Following the successful ‘Faith in Question’ series, we shall now recommence our monthly meetings of the ‘Good Book Group’. ‘The next meeting will take place on Wednesday 3rd May at 8 p.m. in Compton School.
We will be looking at ideas of the atonement, or, put another way, how the cross brings salvation.
Bag2School is a free fundraising scheme that works in partnership with schools, community groups and charities to help raise money from textile donations. It operates throughout the UK, collecting and selling unwanted textiles to many countries of Eastern and Western Europe, Africa and Asia where items are recycled.
If you have any unwanted bedlinen, curtains, towels, clothing, hats, scarves, soft toys, belts, jewellery, handbags or shoes you would like to donate, Compton All Saints’ Primary School has a collection scheduled for Friday 5th May. Any money raised will be shared equally between the school and All Saints Church, Compton.
Items can be left in Compton church anytime before 5th May, in any type of bag and labelled ‘Bag2School.
On the Sunday before Palm Sunday Passiontide begins. The word passion comes from the Latin, passio, meaning suffering; and in our context, Christ’s suffering.
I would guess that the Passion has been the most pictured event in Western art of all time. Our galleries contain many representations of the agony in the garden, the trial, the crucifixion and the empty tomb. From the 2nd century to the present day what happened to Jesus of Nazareth has inspired artists from Paul Gauguin, to Rogier van der Weyden.
There are a number of explanations for why Christ’s passion is so important; they range from the ancient and simple to the modern and complex. Some work purely on a metaphysical level. For example, for some people, God’s justice required a price for the sins of mankind and the only perfect sacrifice possible had to be provided by God himself, his sinless son. Salvation follows because the wrath of God has been averted by the sacrifice of the Son.
Such an idea makes perfect sense in a culture used to the regular offering of various sacrifices in order to maintain or repair the worshipper’s relationship with his god. In this explanation the perfect sacrifice has been offered, once and for all, and now faith in what it has achieved is all that is required.
Other explanations work on a more worldly level. For example, the dreadful suffering and death of Jesus flowed from his stubborn refusal to give up his teaching and calling the authorities to account. His message was so contrary to the interests of those in power that he was bound to suffer crucifixion as a dangerous revolutionary. But if he had withdrawn from the public stage and lived quietly and safely, then all he had said about the true nature of God, and what he hopes of us, all that makes for the kingdom of God, would have faded into rapid obscurity.

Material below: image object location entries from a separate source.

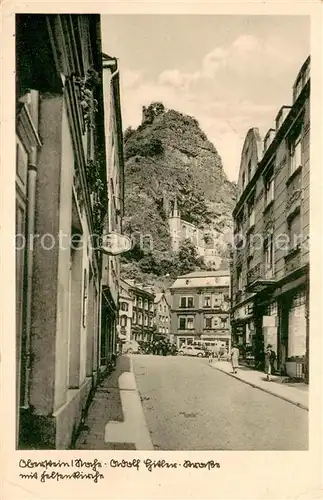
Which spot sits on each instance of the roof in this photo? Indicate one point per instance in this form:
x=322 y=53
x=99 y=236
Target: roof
x=202 y=279
x=206 y=274
x=159 y=297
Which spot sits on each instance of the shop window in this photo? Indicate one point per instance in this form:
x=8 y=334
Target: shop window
x=239 y=279
x=208 y=323
x=295 y=152
x=186 y=323
x=269 y=182
x=224 y=322
x=207 y=301
x=269 y=255
x=294 y=230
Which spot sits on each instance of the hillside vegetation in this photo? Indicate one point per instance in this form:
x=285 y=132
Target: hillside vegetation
x=169 y=156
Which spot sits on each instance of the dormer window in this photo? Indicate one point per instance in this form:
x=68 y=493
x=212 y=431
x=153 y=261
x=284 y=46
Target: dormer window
x=269 y=138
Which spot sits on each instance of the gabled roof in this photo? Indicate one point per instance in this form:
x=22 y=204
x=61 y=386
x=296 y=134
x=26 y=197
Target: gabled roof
x=202 y=279
x=159 y=297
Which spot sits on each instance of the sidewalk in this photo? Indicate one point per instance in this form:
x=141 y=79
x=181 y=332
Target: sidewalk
x=297 y=394
x=115 y=419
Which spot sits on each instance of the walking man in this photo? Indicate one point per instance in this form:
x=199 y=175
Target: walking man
x=270 y=359
x=234 y=358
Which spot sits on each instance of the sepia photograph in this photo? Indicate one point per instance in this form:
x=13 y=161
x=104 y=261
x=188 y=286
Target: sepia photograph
x=162 y=232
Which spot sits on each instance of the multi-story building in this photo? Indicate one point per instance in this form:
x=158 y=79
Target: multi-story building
x=162 y=315
x=142 y=326
x=270 y=280
x=181 y=230
x=62 y=192
x=113 y=220
x=125 y=311
x=200 y=307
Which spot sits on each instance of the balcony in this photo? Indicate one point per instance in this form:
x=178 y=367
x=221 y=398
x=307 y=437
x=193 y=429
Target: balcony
x=252 y=219
x=259 y=278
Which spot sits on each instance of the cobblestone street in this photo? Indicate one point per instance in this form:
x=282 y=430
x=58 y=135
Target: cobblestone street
x=189 y=406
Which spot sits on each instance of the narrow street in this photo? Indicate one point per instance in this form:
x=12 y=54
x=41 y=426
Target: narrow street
x=190 y=406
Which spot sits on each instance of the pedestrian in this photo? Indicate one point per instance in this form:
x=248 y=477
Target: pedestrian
x=216 y=351
x=270 y=359
x=235 y=358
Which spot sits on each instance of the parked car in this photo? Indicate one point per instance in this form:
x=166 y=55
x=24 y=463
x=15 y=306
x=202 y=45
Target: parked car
x=131 y=347
x=190 y=350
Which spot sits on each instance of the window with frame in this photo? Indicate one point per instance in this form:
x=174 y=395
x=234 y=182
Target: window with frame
x=239 y=278
x=269 y=255
x=187 y=302
x=294 y=230
x=208 y=322
x=295 y=152
x=269 y=182
x=207 y=301
x=186 y=323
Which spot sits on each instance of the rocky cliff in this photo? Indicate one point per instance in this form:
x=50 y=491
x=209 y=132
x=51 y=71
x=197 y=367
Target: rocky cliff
x=169 y=156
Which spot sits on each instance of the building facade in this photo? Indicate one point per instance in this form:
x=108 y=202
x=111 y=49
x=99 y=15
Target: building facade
x=62 y=208
x=125 y=312
x=142 y=324
x=181 y=230
x=200 y=307
x=162 y=315
x=115 y=209
x=270 y=268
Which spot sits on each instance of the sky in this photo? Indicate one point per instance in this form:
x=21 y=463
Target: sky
x=230 y=72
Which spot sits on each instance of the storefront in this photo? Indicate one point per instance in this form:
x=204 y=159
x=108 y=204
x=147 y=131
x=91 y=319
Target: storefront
x=243 y=326
x=294 y=334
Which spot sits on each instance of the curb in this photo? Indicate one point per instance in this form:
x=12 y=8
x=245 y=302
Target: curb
x=288 y=400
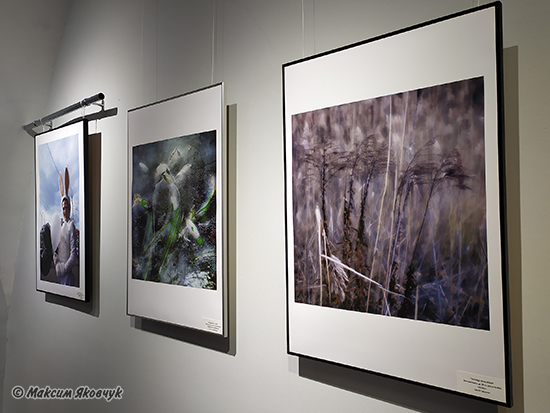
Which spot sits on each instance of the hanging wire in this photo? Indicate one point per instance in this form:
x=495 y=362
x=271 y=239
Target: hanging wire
x=303 y=32
x=213 y=38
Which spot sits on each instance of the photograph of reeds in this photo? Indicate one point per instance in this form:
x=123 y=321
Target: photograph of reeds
x=174 y=211
x=389 y=205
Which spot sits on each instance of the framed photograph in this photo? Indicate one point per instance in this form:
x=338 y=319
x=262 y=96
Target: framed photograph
x=176 y=254
x=60 y=178
x=396 y=235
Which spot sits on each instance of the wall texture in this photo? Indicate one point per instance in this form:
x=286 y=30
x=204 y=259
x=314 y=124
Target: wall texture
x=137 y=52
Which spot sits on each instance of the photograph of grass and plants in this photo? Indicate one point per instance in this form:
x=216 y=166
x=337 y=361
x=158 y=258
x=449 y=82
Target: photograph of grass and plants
x=174 y=211
x=389 y=205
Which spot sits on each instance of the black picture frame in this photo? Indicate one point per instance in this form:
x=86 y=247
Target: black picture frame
x=395 y=206
x=177 y=260
x=61 y=182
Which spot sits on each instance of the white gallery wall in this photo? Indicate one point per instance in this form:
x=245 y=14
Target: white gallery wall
x=139 y=52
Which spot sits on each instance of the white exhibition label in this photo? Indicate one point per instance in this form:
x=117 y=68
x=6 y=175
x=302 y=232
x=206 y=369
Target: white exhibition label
x=481 y=386
x=213 y=326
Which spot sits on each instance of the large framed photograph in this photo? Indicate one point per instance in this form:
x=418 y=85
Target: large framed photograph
x=176 y=254
x=60 y=178
x=396 y=235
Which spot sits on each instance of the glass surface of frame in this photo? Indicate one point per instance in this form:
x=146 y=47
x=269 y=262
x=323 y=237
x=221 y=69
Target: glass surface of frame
x=60 y=190
x=395 y=218
x=176 y=258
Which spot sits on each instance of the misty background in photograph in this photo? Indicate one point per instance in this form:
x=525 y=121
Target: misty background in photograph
x=389 y=205
x=174 y=211
x=52 y=158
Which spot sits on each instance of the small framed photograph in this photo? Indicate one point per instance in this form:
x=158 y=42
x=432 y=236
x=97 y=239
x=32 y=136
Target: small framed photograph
x=396 y=226
x=176 y=254
x=61 y=182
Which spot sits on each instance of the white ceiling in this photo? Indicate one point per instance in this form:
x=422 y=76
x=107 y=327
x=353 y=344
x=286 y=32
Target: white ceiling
x=30 y=33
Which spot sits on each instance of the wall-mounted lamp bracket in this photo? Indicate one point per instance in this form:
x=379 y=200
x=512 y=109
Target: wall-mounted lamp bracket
x=92 y=100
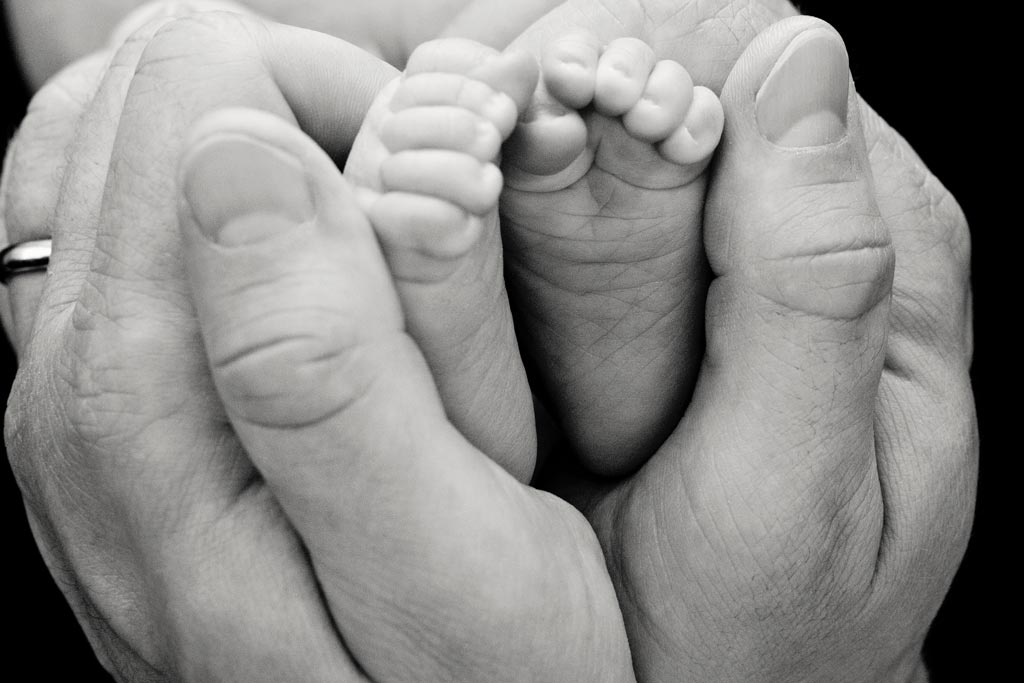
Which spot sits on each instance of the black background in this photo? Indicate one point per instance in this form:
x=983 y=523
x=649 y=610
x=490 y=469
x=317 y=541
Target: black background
x=935 y=76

We are saved through his life, his teaching, his acceptance of its consequences and finally, God’s affirmation of his life at his resurrection. The sacrifice of Jesus is real, and suffered voluntarily, not to appease God’s wrath, but rather as mankind’s inevitably vicious and violent response to what is good, fearless and challenging, what is truly a reflection of the love of God.
I shall try to illustrate some of the different approaches to the crucifixion, in art, film, music and in various theologies during our three hour service on Good Friday (see the page opposite for details). If the crucifixion, and why it is so important to Christian faith and practice, has always puzzled you, come along and find an approach that speaks to you.
In the end though, whatever way of looking at the Passion inspires us, it is what we do with it that counts. Whether it is to cause us to worship the God who loves us without end, or to move us to follow Jesus’ teaching that bit more seriously. Such a sacrifice should not leave us without a response.
You are invited to share with us in this greatest of all Christian festivals.
Benefice services are taking place as follows:
Wishing you a joyful and happy Easter.
A Parish lunch is being organised for 1pm on Sunday 30th April at the King Rufus pub in Chandlers Ford. Tickets and further information can be obtained from Vera Oldham and are priced at £10 for a one course meal or £15 for two courses. Everyone is most welcome so please come and join us.
There are a few tickets available to visit Winchester Cathedral. They are valid until August.
Please let William know if you are interested in obtaining tickets.
The recent coffee morning held at St. Matthew’s Church room raised a total of £150 in aid of Breast Cancer locally. Thank you to everyone who supported this event.
Our new Lent series will begin the week after Ash Wednesday and end the week before Holy Week. We will use sections from films to illustrate and provoke some thinking about questions of faith and life. Each session will be free standing – come and join us when you can.
There will be the option of either a morning or evening group.
The morning group will meet at the Otterbourne Church room at 10 am on Thursdays – beginning on 9th March. The evening group will be held in Compton Primary school at 8 pm on Wednesdays – beginning on 8th March.
We are having a special service for Ash Wednesday at 7.30 pm in Hursley. This service marks the first day of Lent, and will include a short communion with hymns and the imposition of ashes.
A unique interfaith musical experience as you, the audience move around the cathedral encountering music groups and soloists singing for peace. Community choirs, schools, faith groups and soloists join forces to create a montage of sound, working together, demonstrating that peace is possible. Thursday 26th January 2017 at 7.15pm in Winchester Cathedral. All welcome. Free admission.